A little background here: There was this big old mosque in India, and earlier in the month a whole bunch of Hindus tore it down. I really hadn’t paid any attention, which was stupid of me. In India and Pakistan, Hindus and Muslims were always climbing up each others’ asses and who cared, right? Didn’t have anything to do with me, and India was far away. That’s how much I knew.
But before the day was over it might have quite a lot to do with this OM, who was as Hindu as you can get without immolating yourself on your husband’s pyre. No, I was pretty sure she’d been out of town when the mosque got torn down, but that wouldn’t make any difference to an angry mob. You think I’m kidding? I’m not.
This lady wanted to go home, right frickin’ now. But she didn’t want to lose her good job at this gringo company, which meant a gringo had to tell her to go home and I was the only one there. I was a contract teacher. I had as much authority to command the birds of heaven as I did to tell her what to do, and we both knew it.
The Yemeni students weren’t in any danger, they’d probably join the riots. I probably wasn’t in any danger: This was the UAE in 1992 and Americans were still the good guys. But this lady felt herself in danger and she might not be overreacting. At a minimum we were in some danger of getting stranded. I made a command decision for which I had zero authority:
“Call us some taxis.” She vanished like a soap bubble, and when the vans showed up we bugged out.
Now, by local standards Dubai was a pretty civilized place back then. That’s the way the Emir liked it and the Emir got what he liked. I wasn’t expecting flames on the horizon, but I’d been around the Gulf enough to know I wasn’t always going to get what I expected. So I saw the OM and the students back to their respective apartments in our crowded vans, and then I hot-footed it back to my unusually fancy hotel and declared this a good day to stay there.
The Dubai riots started out as unabashedly state-sponsored demonstrations against the vile Indians, just showing solidarity with their oppressed brothers. When the demonstrations got a little out of hand, the local cops let a few Indian shops get trashed just for laughs and then broke it up with AK47s before anything expensive got broken. It was all over before nightfall except for sweeping up the glass.

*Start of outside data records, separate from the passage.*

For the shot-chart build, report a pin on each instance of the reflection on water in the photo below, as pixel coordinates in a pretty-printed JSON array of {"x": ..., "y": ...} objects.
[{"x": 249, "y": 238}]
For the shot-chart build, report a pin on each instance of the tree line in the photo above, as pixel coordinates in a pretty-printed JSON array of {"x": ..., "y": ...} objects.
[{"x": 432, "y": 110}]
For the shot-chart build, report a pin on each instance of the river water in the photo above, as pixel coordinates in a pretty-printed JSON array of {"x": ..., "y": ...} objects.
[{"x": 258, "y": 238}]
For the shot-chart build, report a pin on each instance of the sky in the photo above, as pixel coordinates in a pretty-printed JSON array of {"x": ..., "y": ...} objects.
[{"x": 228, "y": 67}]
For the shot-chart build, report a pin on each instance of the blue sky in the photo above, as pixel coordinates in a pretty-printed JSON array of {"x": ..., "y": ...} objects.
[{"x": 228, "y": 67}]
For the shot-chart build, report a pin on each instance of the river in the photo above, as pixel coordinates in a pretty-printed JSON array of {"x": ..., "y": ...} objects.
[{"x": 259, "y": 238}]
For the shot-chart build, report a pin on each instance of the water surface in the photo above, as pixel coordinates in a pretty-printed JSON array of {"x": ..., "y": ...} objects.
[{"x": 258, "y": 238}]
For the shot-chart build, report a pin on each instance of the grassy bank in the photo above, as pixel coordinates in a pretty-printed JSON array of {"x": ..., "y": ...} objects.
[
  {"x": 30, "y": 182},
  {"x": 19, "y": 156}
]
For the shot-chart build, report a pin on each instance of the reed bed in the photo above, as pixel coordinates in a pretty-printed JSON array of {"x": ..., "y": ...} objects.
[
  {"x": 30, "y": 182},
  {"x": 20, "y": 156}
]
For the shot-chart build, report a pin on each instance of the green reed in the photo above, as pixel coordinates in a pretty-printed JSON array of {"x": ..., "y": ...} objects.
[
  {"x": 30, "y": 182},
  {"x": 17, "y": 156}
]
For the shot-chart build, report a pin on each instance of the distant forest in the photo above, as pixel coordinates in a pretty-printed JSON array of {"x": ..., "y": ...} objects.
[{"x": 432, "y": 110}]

That business with the Babri Mosque was a much bigger deal than some bad movie, and most of the Muslims I met frankly didn’t seem very worked up about it. But there’s something about Islam that doesn’t like to be dissed. It’s really a remarkably dissable religion in many ways unfortunately, and that lends itself to angry mobs. People who do business in the region should be aware of that. The mobs don’t confine themselves to the actual culprits. That’s not a good thing, in fact it’s a contemptibly stupid thing. But it’s a fact, and nobody’s gonna change it.
Tear down a 500-year-old Mosque, shoot a movie ridiculing Mohammed, spend decades occupying Muslim countries and blowing up the people there: It’s all pretty much the same thing. There may not be sensible repercussions but there will be repercussions. I used to spend a lot of time in various places around the Gulf and to tell the truth I used to enjoy it quite a lot. But you couldn’t coerce me to go there now.